Carter’s final two novels, Nights at the Circus (1984) and Wise Children (1991), retreat from the savagery that had marked her previous work. The first, set in a fin de siècle traveling circus, was an exuberant fantasia about a winged Cockney trapeze artist meant to represent the “New Woman” of the 20th century; the second was a celebration of music-hall and working-class British culture narrated by a pair of illegitimate chorus girls. Both wear their politics on their sleeves—Fevvers, the heroine of Nights at the Circus, is both a protofeminist and a Bolshevik agent—and both feature strong and principled female characters who seem deliberately crafted to be nothing like “Mrs. Thatcher.”
Reviewing Carter’s body of work for The New York Review of Books after her death in 1992, the critic John Bayley infamously accused her novels of succumbing to “political correctness.” In the essay’s most cutting turn of phrase, Bayley wrote that “whatever spirited arabesques and feats of descriptive imagination Carter may perform, she always comes to rest in the right ideological position.” Gordon intelligently contests this claim, pointing out that Carter was always an iconoclast and arguing that to charge her novels with following a party line is ridiculous. But if Carter’s political commitments came into conflict with her literary imagination anywhere, it would be her last two. Fevvers, as well as the Chance sisters in Wise Children, bears no resemblance to the ethereal visions of femininity that Carter loved to puncture. They are vulgar, wisecracking, and cheerfully promiscuous. They eat constantly, swear frequently, and wear off-putting amounts of makeup for shock value. But they are always effortlessly strong and good-hearted; at once loving and autonomous, generous and independent, sensitive and resilient, they are less fully formed characters than idealized expressions of Carter’s hopes for women.

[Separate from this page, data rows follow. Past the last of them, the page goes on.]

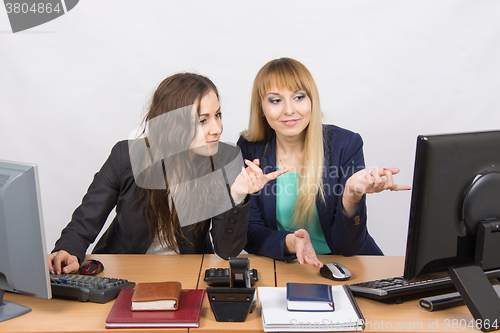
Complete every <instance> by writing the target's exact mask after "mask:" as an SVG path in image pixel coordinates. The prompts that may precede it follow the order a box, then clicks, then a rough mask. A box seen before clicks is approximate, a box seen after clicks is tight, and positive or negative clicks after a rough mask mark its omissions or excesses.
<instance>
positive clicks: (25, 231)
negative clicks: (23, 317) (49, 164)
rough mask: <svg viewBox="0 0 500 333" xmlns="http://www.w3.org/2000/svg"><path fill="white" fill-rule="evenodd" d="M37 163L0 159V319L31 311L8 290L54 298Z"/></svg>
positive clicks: (5, 318)
mask: <svg viewBox="0 0 500 333" xmlns="http://www.w3.org/2000/svg"><path fill="white" fill-rule="evenodd" d="M47 260H48V259H47V250H46V247H45V232H44V227H43V219H42V205H41V200H40V190H39V182H38V169H37V166H36V165H33V164H26V163H18V162H8V161H1V160H0V322H2V321H5V320H8V319H11V318H15V317H17V316H20V315H23V314H25V313H28V312H30V311H31V309H30V308H29V307H26V306H23V305H20V304H16V303H13V302H8V301H5V300H4V299H3V296H4V294H5V292H6V291H8V292H15V293H20V294H25V295H30V296H35V297H40V298H47V299H49V298H51V297H52V293H51V288H50V276H49V271H48V262H47Z"/></svg>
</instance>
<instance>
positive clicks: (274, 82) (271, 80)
mask: <svg viewBox="0 0 500 333" xmlns="http://www.w3.org/2000/svg"><path fill="white" fill-rule="evenodd" d="M273 86H276V87H277V88H278V89H286V90H291V91H296V90H304V91H305V92H306V94H307V96H309V98H310V99H311V120H310V122H309V125H308V126H307V128H306V129H305V131H306V136H305V142H304V160H303V165H302V166H303V167H302V168H300V178H299V184H298V185H299V193H298V195H297V199H296V200H295V212H294V215H293V223H292V226H294V227H296V228H303V227H306V228H308V227H309V225H310V223H311V220H312V215H313V212H314V207H315V204H316V198H317V197H318V196H319V198H321V199H322V200H324V191H323V182H322V175H323V168H324V166H323V164H324V151H323V128H322V126H323V125H322V118H323V112H322V111H321V107H320V102H319V93H318V88H317V87H316V83H315V82H314V79H313V77H312V75H311V73H310V72H309V70H308V69H307V68H306V67H305V66H304V65H303V64H302V63H301V62H299V61H297V60H295V59H291V58H279V59H274V60H271V61H269V62H268V63H267V64H265V65H264V66H263V67H262V68H261V69H260V70H259V72H258V73H257V75H256V77H255V80H254V84H253V90H252V99H251V102H250V103H251V104H250V122H249V125H248V129H247V130H246V131H243V132H242V133H241V134H242V135H243V137H244V138H245V139H247V140H248V141H251V142H256V141H264V142H266V143H269V141H270V140H271V138H272V136H273V134H274V130H273V129H272V128H271V126H269V124H268V122H267V120H266V118H265V116H264V112H263V111H262V100H263V99H264V97H265V96H266V95H267V93H268V92H269V90H270V89H272V87H273ZM266 148H267V147H266Z"/></svg>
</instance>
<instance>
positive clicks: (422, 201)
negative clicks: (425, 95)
mask: <svg viewBox="0 0 500 333" xmlns="http://www.w3.org/2000/svg"><path fill="white" fill-rule="evenodd" d="M499 179H500V131H491V132H476V133H460V134H444V135H421V136H418V138H417V148H416V156H415V170H414V175H413V188H412V198H411V206H410V221H409V228H408V240H407V250H406V260H405V268H404V278H405V279H406V280H413V279H415V278H416V277H419V276H423V275H426V274H429V273H435V272H440V271H446V270H448V269H449V268H450V267H455V266H464V265H472V264H476V265H480V266H482V268H483V270H491V269H495V268H500V251H499V250H500V240H498V242H497V245H495V244H493V248H491V247H490V248H488V246H486V247H484V246H483V247H482V248H479V247H478V246H481V244H480V243H481V242H483V239H481V240H479V241H478V240H477V239H478V237H477V234H478V231H479V230H480V229H481V230H482V228H481V227H480V224H482V223H483V222H484V221H489V222H491V223H492V224H493V225H495V222H494V221H495V220H496V221H497V224H498V222H500V180H499ZM499 231H500V230H499ZM491 235H494V236H496V237H498V236H500V232H498V233H495V234H490V235H486V236H487V237H490V236H491ZM482 236H484V235H482ZM482 236H481V237H482ZM495 249H496V250H495Z"/></svg>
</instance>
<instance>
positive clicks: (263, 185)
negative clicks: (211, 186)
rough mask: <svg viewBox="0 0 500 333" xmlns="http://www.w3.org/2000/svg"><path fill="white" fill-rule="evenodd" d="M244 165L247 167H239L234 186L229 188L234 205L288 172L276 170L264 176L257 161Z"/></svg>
mask: <svg viewBox="0 0 500 333" xmlns="http://www.w3.org/2000/svg"><path fill="white" fill-rule="evenodd" d="M245 164H246V165H247V167H246V168H245V167H241V172H240V174H239V175H238V177H236V180H235V181H234V184H233V185H232V186H231V196H232V197H233V200H234V202H235V203H239V202H241V201H243V199H245V197H246V196H247V194H251V193H255V192H257V191H259V190H261V189H262V188H263V187H264V185H266V184H267V183H268V182H269V181H271V180H273V179H276V178H278V177H279V176H281V175H282V174H284V173H286V172H288V170H278V171H274V172H270V173H268V174H264V172H262V169H261V168H260V167H259V164H260V161H259V159H255V160H253V161H250V160H245Z"/></svg>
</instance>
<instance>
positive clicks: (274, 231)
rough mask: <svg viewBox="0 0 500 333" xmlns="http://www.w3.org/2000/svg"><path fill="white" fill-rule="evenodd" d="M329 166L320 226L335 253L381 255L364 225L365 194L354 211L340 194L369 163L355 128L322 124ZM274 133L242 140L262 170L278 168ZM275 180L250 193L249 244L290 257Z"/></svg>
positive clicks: (240, 143)
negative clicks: (365, 161)
mask: <svg viewBox="0 0 500 333" xmlns="http://www.w3.org/2000/svg"><path fill="white" fill-rule="evenodd" d="M323 138H324V139H323V142H324V151H325V170H324V173H323V188H324V192H325V201H322V200H321V199H320V198H319V197H318V199H317V200H316V207H317V209H318V215H319V220H320V223H321V229H322V230H323V234H324V235H325V239H326V242H327V244H328V246H329V248H330V251H331V254H341V255H346V256H349V255H354V254H369V255H383V253H382V251H381V250H380V248H379V247H378V246H377V244H376V243H375V241H374V240H373V238H372V237H371V236H370V235H369V233H368V230H367V228H366V195H365V196H363V199H362V201H361V203H360V205H359V207H358V209H357V211H356V212H355V213H354V215H352V216H346V215H345V214H344V211H343V209H342V194H343V190H344V187H345V183H346V181H347V179H348V178H349V177H350V176H351V175H353V174H354V173H356V172H357V171H359V170H362V169H364V168H365V161H364V156H363V140H362V139H361V136H360V135H359V134H357V133H353V132H351V131H348V130H346V129H343V128H340V127H337V126H334V125H323ZM275 145H276V139H275V135H273V136H272V137H271V138H270V140H269V141H268V142H267V143H266V142H264V141H260V142H249V141H247V140H245V139H244V138H243V137H240V139H239V140H238V146H239V147H240V148H241V152H242V154H243V158H245V159H248V160H254V159H255V158H258V159H260V167H261V169H262V170H263V172H264V173H269V172H272V171H275V170H276V147H275ZM276 190H277V189H276V180H272V181H270V182H268V183H267V184H266V185H265V186H264V187H263V188H262V189H261V190H260V191H259V192H257V193H255V194H253V195H252V200H251V204H250V220H249V225H248V235H247V236H248V237H247V245H246V246H245V250H246V251H247V252H248V253H255V254H260V255H264V256H267V257H271V258H274V259H280V260H288V259H293V258H295V256H285V254H284V248H285V238H286V235H287V234H288V233H290V232H289V231H279V230H278V227H277V222H276Z"/></svg>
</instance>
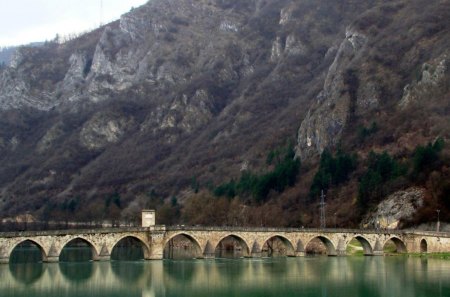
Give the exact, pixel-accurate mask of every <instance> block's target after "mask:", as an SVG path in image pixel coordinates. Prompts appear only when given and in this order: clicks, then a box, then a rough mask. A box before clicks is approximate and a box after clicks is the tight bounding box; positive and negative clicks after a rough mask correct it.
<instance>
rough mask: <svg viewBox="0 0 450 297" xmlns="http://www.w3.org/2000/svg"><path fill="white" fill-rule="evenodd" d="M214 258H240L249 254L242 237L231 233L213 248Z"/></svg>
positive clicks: (244, 256) (247, 246) (247, 247)
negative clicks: (231, 233) (242, 238)
mask: <svg viewBox="0 0 450 297" xmlns="http://www.w3.org/2000/svg"><path fill="white" fill-rule="evenodd" d="M214 253H215V256H216V258H242V257H248V256H249V255H250V250H249V247H248V245H247V243H246V242H245V240H244V239H242V238H241V237H239V236H237V235H234V234H231V235H228V236H225V237H224V238H222V239H221V240H220V241H219V243H218V244H217V246H216V248H215V250H214Z"/></svg>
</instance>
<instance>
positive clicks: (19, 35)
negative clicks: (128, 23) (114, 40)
mask: <svg viewBox="0 0 450 297" xmlns="http://www.w3.org/2000/svg"><path fill="white" fill-rule="evenodd" d="M147 1H148V0H0V46H1V47H4V46H12V45H21V44H28V43H31V42H39V41H45V40H52V39H54V38H55V36H56V34H59V35H60V36H66V35H69V34H76V33H81V32H85V31H89V30H92V29H95V28H97V27H98V26H99V25H100V23H103V24H106V23H108V22H110V21H113V20H116V19H118V18H119V17H120V16H121V15H122V14H124V13H126V12H128V11H130V9H131V8H132V7H138V6H140V5H142V4H144V3H146V2H147ZM101 7H103V9H101Z"/></svg>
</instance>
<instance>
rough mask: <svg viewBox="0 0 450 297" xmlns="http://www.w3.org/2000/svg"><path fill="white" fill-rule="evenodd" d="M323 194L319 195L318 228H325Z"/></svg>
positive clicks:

“A free woman in an unfree society will be a monster,” Carter wrote in The Sadeian Woman. But the heroines of her late novels are neither victims nor executioners. They transgress the law, but they do not murder. They tell lies, but only innocent ones. They are injured, but never seriously. No matter what happens to them, they pick themselves up and go on, like creatures made of rubber rather than flesh and blood. And thus, despite the novels’ considerable charm, one feels there is something missing from them, as if Carter were telling herself a story she couldn’t entirely believe.
Yet if Carter’s heroines remain frustratingly indistinct, it’s hard to blame her too much. In some ways, they are placeholders, reserving a space for the new kind of woman she envisioned was waiting just over the horizon. The Sadeian Woman ends with an extended quotation from Emma Goldman on the “true conception of the relation of the sexes.” A world where both men and women are truly emancipated, Goldman wrote, “will not admit of conqueror and conquered; it knows of but one great thing: to give of one’s self boundlessly, in order to find one’s self richer, deeper, better. That alone can fill the emptiness, and transform the tragedy of woman’s emancipation into joy, limitless joy.”